La carne no estaba al alcance de todo el mundo. La dieta normal se componía de verduras y frutas. Sacrificar un buey o un cordero implicaba tener mucha carne fresca que se echaría a perder rápidamente, por lo que los privilegiados con acceso a esos productos debían reservarlos para días muy señalados, como cuando regresa el hijo pródigo y su padre pide a los criados: “Matad el becerro gordo, comamos y hagamos fiesta”.
El otro hijo, el que permaneció junto a su padre, no se lo tomó a bien: él siempre le obedeció y nunca le agasajaron ni siquiera con un simple cabrito. ¿Recordáis la pregunta sobre los dos deudores que Jesús formuló a Simón, el fariseo? Pues eso. La deuda más grande merece el mayor perdón y el mayor agradecimiento. Además, un alimento humilde puede ser maravilloso: “Pan de nobles comió el hombre” (Salmos 78:25).

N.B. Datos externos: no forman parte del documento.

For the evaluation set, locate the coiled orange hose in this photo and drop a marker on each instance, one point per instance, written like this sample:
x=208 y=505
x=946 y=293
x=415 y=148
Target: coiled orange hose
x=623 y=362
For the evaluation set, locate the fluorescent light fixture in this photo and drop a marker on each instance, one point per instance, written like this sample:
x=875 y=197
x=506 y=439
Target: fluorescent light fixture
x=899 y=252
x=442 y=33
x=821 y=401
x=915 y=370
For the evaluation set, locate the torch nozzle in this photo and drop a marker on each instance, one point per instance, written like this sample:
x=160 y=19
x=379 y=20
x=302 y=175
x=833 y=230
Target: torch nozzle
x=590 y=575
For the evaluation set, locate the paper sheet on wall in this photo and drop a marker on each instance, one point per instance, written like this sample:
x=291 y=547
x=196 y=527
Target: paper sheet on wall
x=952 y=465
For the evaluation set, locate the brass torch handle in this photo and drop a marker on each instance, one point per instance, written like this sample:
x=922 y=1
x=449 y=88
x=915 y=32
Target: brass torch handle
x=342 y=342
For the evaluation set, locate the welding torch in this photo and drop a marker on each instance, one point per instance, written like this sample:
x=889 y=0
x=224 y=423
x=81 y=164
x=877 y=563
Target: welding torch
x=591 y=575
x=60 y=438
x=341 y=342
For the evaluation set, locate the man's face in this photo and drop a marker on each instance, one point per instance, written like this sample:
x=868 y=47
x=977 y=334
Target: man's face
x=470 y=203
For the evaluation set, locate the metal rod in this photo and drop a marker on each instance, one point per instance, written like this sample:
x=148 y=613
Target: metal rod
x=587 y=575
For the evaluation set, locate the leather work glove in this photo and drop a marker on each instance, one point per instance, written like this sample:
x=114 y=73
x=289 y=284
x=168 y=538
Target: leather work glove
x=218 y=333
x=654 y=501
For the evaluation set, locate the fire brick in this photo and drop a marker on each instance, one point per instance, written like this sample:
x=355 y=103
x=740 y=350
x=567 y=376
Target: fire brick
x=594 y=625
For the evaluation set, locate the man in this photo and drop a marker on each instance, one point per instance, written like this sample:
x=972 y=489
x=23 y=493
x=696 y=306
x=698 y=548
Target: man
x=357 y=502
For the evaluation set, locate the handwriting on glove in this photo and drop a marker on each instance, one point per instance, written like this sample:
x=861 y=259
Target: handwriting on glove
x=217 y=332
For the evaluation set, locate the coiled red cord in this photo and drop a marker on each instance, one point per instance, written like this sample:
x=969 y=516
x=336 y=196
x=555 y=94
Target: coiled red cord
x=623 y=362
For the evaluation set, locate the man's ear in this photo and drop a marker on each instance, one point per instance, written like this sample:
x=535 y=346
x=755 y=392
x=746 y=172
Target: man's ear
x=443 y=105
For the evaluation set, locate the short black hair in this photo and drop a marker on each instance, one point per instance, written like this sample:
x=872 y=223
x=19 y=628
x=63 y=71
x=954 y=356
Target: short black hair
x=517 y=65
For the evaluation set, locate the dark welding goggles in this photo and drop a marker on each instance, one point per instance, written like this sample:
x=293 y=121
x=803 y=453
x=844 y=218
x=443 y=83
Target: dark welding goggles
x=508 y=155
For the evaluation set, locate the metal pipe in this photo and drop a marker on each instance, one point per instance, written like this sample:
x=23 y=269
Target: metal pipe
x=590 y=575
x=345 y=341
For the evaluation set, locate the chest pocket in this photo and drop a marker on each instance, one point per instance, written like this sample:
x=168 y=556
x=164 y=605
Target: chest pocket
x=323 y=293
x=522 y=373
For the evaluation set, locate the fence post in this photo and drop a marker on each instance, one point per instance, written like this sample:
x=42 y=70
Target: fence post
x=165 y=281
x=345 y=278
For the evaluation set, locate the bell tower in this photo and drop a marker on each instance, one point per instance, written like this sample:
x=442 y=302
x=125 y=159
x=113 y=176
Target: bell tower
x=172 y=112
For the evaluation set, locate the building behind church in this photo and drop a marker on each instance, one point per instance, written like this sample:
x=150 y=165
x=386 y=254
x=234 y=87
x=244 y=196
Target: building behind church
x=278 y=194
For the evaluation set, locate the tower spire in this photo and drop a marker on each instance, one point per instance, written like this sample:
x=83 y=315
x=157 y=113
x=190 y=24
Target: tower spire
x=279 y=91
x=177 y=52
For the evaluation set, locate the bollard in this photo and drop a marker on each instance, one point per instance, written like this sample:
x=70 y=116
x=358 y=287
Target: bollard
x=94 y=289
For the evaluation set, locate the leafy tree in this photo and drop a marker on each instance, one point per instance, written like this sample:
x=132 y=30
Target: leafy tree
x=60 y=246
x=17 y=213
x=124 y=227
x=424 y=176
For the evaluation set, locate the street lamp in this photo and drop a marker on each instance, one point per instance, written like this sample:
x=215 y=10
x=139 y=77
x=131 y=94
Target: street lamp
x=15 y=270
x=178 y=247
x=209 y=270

La mística santa Teresa de Jesús no siempre se explicaba con mucha claridad (“Vivo sin vivir en mí, y tan alta vida espero, que muero porque no muero”). Pero también dijo cosas que todos entendemos con facilidad, como que no hay que buscar a Dios únicamente entre pilas bautismales y confesionarios porque el Señor también “camina entre las ollas y las sartenes”. La Biblia es la mejor prueba de cuánta razón atesora esa frase.